# RAF Stenigot Chain Home Radar Station, Lincs - April '09



## Badoosh (Apr 21, 2009)

The second part of Stenigot concentrates on images from the WWII era, & it's role as a Chain Home Radar Station. The site has been vandalised & looted in recent years by the usual mindless idjuts. Security now patrols the site to prevent further damage to what is left. Visited with my Son & Black Shuck. For the history on the site & the radar system please check the following links;

http://www.subbrit.org.uk/rsg/sites/s/stenigot/index.html
http://www.radarpages.co.uk/mob/ch/chainhome.htm

On with the images. I took almost 500 shots from here & it was hard to choose a select few to post here, but here goes!


Exterior of the CH Receiver Block






Some shots of the remaining equipment

















The Cyclone air con system









Outside , there were remains of the bases for the wooden receiver towers. Cabling fom this still runs to the CH Block





Walking to the Transmitter block, we took the opportunity to shield ourselves from the wind for a while & enjoy a much needed cuppa inside the Pillbox!





Refreshed & warm, it was on to the CH Transmitter Block. In the foreground can be seen one of the bases for the steel towers





Inside the sub-station room





Although this building wasn't in the later NATO Ace High Compound with the parabolic dishes, evidence suggests a connection





Inside the Transmitter Hall...





...& a view under the floor 





Back outside built within the protective earth banks, there were 2 of these which had me intrigued as they were fitted with 3 phase type connectors





Finally a view of the remaining Transmitter Mast, still used by the MOD for training purposes





A cracking day with some unexpected surprises, one of which i have left for Black Shuck to post his image of, after he excitedly found it. I'll have further pics on my website when it's up with some interesting shots of former equipment used at Stenigot.


----------



## jonney (Apr 21, 2009)

Cracking stuff guys love the fact that some of the electrics are still there and in remarkibly good condition


----------



## the_historian (Apr 21, 2009)

That's brilliant!  Why isn't it a living history museum?


----------



## Evilgenius (Apr 21, 2009)

Top pics, its nice to see a radar station with some kit still in it!


----------



## Black Shuck (Apr 21, 2009)

Hello Guys Heres Shucky !!! here we go with some of my shots of the inside of a fantastic gem of an Explore!

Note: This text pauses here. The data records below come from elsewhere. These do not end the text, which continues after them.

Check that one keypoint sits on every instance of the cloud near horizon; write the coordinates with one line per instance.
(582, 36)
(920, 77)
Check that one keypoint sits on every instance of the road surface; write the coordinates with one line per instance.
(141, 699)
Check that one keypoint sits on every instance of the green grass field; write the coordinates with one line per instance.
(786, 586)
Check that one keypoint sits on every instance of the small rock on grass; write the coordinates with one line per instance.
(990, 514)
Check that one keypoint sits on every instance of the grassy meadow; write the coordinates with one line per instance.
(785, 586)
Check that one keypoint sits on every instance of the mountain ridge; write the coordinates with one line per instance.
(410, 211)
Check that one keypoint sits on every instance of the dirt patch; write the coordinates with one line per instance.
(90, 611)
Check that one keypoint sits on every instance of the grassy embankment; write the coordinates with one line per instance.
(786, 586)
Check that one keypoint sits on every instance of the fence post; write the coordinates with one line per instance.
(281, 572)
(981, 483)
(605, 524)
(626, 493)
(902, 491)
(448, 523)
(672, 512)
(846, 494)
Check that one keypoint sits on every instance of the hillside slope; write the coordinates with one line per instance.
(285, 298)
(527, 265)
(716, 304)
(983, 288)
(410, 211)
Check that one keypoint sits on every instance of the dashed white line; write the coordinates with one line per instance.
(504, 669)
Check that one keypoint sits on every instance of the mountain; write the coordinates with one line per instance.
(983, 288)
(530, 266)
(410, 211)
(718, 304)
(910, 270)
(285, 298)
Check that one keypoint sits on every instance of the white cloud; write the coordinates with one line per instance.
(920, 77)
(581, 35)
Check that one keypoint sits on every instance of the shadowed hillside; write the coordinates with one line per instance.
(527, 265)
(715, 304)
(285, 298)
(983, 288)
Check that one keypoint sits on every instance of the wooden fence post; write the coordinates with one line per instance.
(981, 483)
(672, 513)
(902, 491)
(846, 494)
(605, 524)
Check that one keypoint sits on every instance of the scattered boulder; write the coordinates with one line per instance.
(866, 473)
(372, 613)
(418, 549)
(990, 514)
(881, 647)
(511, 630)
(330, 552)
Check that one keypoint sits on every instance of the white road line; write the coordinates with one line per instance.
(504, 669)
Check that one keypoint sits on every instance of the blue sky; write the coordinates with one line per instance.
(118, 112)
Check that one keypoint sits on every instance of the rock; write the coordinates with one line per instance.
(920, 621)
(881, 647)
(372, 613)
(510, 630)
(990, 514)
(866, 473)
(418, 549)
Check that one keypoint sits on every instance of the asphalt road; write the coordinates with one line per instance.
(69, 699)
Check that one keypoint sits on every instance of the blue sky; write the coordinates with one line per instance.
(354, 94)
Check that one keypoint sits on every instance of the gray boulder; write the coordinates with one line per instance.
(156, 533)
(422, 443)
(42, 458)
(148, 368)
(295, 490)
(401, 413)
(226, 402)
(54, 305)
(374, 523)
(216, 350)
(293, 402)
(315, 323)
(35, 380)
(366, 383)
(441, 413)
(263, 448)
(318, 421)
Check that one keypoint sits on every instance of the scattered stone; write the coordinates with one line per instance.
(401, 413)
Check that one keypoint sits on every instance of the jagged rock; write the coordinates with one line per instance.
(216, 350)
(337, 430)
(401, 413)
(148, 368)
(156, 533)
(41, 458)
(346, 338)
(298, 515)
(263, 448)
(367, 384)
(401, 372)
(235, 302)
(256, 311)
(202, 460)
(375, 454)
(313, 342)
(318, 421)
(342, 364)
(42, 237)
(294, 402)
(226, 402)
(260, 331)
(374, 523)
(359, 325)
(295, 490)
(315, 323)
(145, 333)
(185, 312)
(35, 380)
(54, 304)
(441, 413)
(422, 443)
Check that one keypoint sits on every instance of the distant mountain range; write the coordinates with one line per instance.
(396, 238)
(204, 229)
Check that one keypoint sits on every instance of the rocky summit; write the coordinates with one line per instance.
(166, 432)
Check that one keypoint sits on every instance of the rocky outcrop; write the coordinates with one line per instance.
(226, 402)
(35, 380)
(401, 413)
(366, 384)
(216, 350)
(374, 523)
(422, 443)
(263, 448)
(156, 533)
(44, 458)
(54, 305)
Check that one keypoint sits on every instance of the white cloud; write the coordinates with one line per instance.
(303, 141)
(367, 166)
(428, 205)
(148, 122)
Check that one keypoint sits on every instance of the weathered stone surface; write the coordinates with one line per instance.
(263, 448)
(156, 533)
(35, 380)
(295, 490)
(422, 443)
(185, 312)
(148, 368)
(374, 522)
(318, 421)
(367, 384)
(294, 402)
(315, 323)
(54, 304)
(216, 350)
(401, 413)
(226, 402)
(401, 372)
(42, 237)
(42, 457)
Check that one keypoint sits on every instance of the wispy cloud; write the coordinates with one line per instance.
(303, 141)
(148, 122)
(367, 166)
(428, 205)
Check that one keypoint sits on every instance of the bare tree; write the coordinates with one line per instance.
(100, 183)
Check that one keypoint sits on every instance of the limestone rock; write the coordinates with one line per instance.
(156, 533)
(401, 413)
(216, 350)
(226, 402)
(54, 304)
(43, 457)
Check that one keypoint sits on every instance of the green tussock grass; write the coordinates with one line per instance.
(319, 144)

s/gg388/footballplayer2/DSCF0544.jpg[/IMG]





ayer2/DSCF0579.jpg[/IMG]


----------



## godzilla73 (Apr 21, 2009)

Lovely stuff Badoosh and Shuck. I didn't realise that they had a CH mast left there. I thought that the one at Great Baddow was the last one. Brilliant!!!


----------



## Black Shuck (Apr 22, 2009)

Thanks a lot for your interest G.Z. The C.H Mast is actually a listed structure.


----------



## Foxylady (Apr 22, 2009)

Brilliant, Badoosh and Shucky...what an explore! I didn't realise there was so much remaining there now.
Excellent stuff, guys.


----------



## Seahorse (Apr 22, 2009)

Fantastic stuff. Fills in a lot of gaps for what Hillhead would have looked like.

Makes me even more determined to get down and dirty under the transmitter bunker up there and see if there's anything left at all under the floor.


----------



## Black Shuck (Apr 22, 2009)

Seahorse said:


> Fantastic stuff. Fills in a lot of gaps for what Hillhead would have looked like.
> 
> Makes me even more determined to get down and dirty under the transmitter bunker up there and see if there's anything left at all under the floor.

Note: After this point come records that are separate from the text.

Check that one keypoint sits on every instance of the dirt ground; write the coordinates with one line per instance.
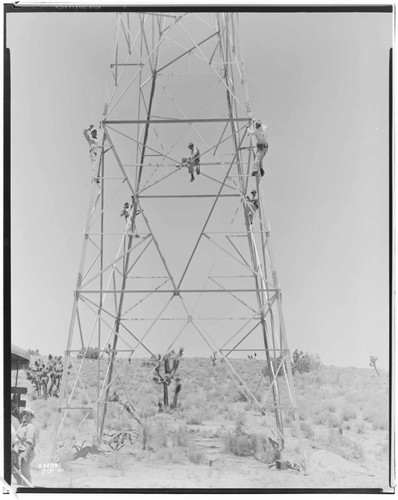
(132, 467)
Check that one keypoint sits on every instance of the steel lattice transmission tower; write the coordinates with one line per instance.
(199, 272)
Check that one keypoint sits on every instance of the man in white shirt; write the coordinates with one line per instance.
(252, 204)
(260, 132)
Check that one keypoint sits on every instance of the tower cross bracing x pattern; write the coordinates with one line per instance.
(191, 262)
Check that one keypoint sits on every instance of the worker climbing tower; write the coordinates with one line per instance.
(186, 262)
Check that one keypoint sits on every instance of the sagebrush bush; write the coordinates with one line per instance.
(246, 445)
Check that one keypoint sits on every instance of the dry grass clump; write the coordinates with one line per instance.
(169, 443)
(376, 412)
(344, 446)
(243, 444)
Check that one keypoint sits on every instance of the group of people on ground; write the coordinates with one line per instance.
(192, 162)
(23, 441)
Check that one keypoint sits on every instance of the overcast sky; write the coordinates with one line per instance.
(319, 81)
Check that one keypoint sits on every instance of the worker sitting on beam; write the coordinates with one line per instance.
(128, 213)
(91, 135)
(260, 132)
(252, 204)
(192, 162)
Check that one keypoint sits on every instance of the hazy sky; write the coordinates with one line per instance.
(319, 81)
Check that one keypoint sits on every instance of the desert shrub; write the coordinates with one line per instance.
(307, 430)
(195, 417)
(195, 455)
(349, 412)
(45, 375)
(345, 447)
(333, 420)
(377, 414)
(238, 444)
(304, 362)
(246, 445)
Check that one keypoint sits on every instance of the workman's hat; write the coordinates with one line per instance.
(28, 410)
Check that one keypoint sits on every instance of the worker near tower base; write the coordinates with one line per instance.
(260, 132)
(25, 442)
(252, 204)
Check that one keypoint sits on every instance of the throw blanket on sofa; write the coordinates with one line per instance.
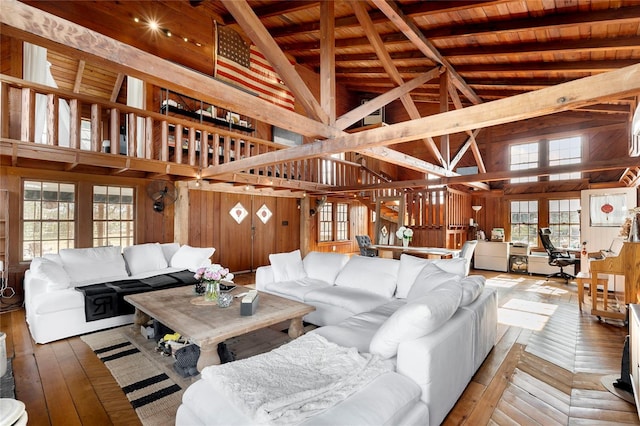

Oh believe me mate it was most def down and most def dirty, but god it was damn good fun!!... It reminded me of everything I ever wanted to do when going exploring. Loads of remains left.


----------



## Badoosh (Apr 22, 2009)

the_historian said:


> That's brilliant!  Why isn't it a living history museum?



Funny you should say that, watch this space!

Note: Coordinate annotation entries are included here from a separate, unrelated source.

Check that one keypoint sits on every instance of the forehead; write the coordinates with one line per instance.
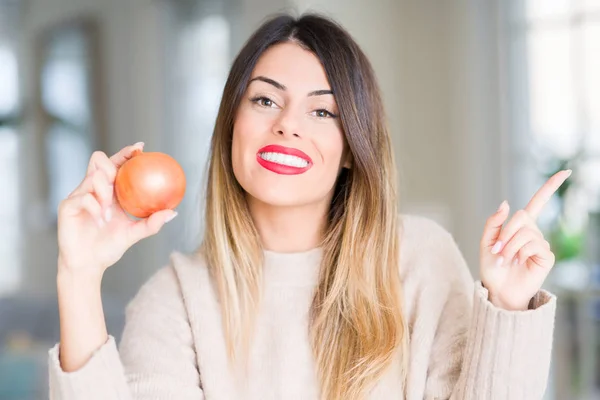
(292, 66)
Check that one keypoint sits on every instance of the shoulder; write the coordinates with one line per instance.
(166, 288)
(429, 254)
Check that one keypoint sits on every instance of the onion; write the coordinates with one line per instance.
(149, 182)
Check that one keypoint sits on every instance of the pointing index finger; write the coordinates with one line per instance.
(541, 197)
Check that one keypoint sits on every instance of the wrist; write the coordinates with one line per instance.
(507, 306)
(86, 274)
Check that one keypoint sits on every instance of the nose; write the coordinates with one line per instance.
(287, 124)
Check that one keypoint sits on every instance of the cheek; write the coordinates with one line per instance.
(330, 143)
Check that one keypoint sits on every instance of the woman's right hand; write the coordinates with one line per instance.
(93, 230)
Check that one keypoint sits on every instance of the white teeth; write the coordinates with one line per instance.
(284, 159)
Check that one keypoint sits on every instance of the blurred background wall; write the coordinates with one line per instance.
(485, 99)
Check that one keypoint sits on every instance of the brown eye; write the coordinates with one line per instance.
(263, 101)
(322, 113)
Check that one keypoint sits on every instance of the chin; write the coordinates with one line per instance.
(277, 196)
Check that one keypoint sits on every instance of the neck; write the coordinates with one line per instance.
(288, 229)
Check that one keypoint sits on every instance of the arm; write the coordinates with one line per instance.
(492, 353)
(156, 359)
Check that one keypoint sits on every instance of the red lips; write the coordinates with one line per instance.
(280, 168)
(274, 148)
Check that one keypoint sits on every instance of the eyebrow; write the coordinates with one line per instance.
(282, 87)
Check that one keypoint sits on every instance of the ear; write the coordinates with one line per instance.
(348, 161)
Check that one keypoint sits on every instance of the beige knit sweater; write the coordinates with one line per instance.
(461, 346)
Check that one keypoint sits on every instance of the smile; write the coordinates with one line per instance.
(283, 160)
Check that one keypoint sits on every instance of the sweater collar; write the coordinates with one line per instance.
(295, 269)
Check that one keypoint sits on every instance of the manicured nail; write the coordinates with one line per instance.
(501, 206)
(170, 217)
(108, 214)
(499, 261)
(497, 247)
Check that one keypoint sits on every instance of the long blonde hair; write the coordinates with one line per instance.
(357, 327)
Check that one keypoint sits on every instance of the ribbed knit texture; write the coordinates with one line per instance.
(461, 346)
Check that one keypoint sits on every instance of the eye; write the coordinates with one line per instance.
(263, 101)
(323, 113)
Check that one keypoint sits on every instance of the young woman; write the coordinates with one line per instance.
(308, 284)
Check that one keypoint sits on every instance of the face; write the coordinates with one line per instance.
(288, 146)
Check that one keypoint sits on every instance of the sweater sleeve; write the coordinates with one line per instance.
(155, 360)
(491, 354)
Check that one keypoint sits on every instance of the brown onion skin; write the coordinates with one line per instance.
(149, 182)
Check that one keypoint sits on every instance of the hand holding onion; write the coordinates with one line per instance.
(94, 230)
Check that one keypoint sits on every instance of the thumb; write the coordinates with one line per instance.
(150, 226)
(493, 226)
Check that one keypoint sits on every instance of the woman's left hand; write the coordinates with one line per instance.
(516, 259)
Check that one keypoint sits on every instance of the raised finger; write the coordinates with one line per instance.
(126, 153)
(520, 219)
(541, 197)
(493, 225)
(538, 252)
(520, 239)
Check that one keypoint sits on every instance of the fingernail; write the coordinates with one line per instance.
(499, 261)
(497, 247)
(501, 206)
(108, 214)
(170, 217)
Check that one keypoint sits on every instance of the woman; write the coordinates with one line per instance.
(308, 284)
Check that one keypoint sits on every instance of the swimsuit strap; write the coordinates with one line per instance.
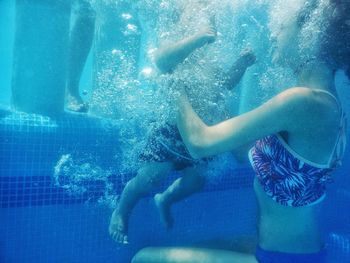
(340, 142)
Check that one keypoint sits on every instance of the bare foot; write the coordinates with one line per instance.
(118, 228)
(164, 212)
(76, 103)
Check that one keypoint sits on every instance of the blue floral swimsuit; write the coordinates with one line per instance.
(290, 179)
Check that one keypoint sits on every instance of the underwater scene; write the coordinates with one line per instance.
(174, 131)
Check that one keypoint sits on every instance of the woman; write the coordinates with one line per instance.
(299, 139)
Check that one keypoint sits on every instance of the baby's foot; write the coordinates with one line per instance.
(118, 228)
(76, 103)
(164, 212)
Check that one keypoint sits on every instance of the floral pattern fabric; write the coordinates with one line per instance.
(285, 178)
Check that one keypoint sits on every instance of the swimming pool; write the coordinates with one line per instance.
(60, 175)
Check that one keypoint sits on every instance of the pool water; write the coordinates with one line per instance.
(61, 173)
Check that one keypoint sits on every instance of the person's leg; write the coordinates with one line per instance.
(190, 255)
(146, 179)
(81, 38)
(168, 57)
(189, 183)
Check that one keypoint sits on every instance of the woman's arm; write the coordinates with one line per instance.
(278, 114)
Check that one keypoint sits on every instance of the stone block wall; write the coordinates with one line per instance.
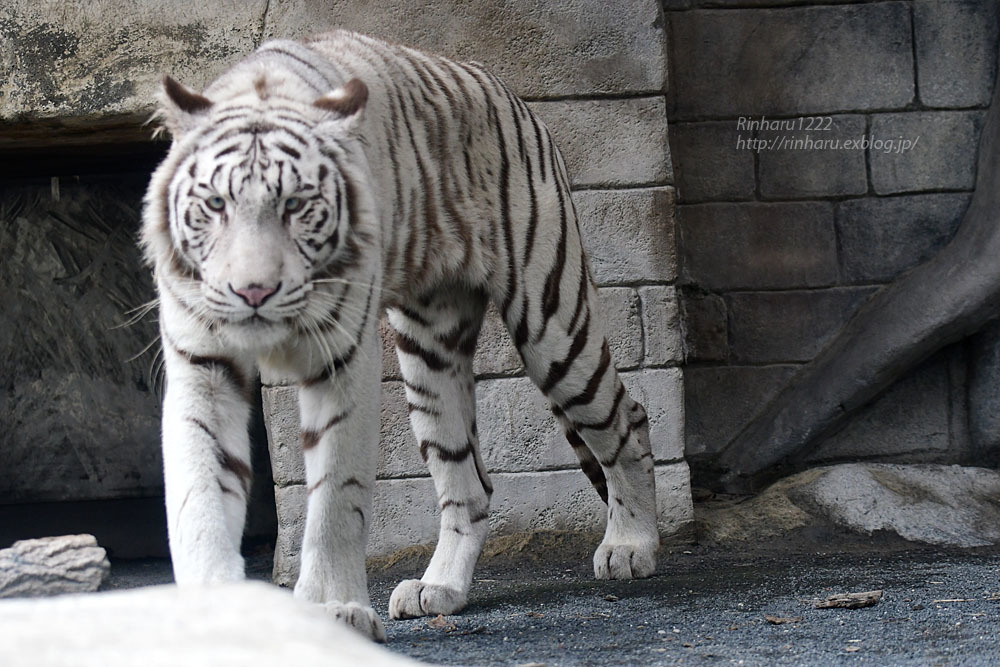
(595, 74)
(784, 232)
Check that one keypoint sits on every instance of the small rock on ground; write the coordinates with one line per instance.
(52, 566)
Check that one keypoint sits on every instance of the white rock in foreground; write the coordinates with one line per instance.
(244, 624)
(52, 566)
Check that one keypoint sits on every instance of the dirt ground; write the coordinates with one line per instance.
(535, 601)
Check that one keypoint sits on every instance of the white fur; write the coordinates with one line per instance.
(415, 205)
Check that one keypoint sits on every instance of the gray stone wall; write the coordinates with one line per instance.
(780, 242)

Hey Shuck, i was expecting you to post the pic of the fuse box you excitedly found. I'll post mine but it's not the best shot.

One more shot from me showing the surprise find of the day!







There's even more interesting things about the site which i'll post up in good time. Thanks for all the comments


----------



## Black Shuck (Apr 22, 2009)

Badoosh said:


> Funny you should say that, watch this space!
> 
> Hey Shuck, i was expecting you to post the pic of the fuse box you excitedly found. I'll post mine but it's not the best shot.
> 
> ...



Hey Badoosh I managed to find the shot of the FuseBox details with the date! For some reason I do not know why I never posted it but here we are. What about that for a date


----------



## Seahorse (Apr 22, 2009)

TRANSRECTOR!!! HAHAHAHAHAHA!!!

Sounds like a Scottish headmaster that likes to crossdress.


----------



## Black Shuck (Apr 22, 2009)

Bugger me you just had me creased up on the floor!!!!.... Seahorse you make me die!


----------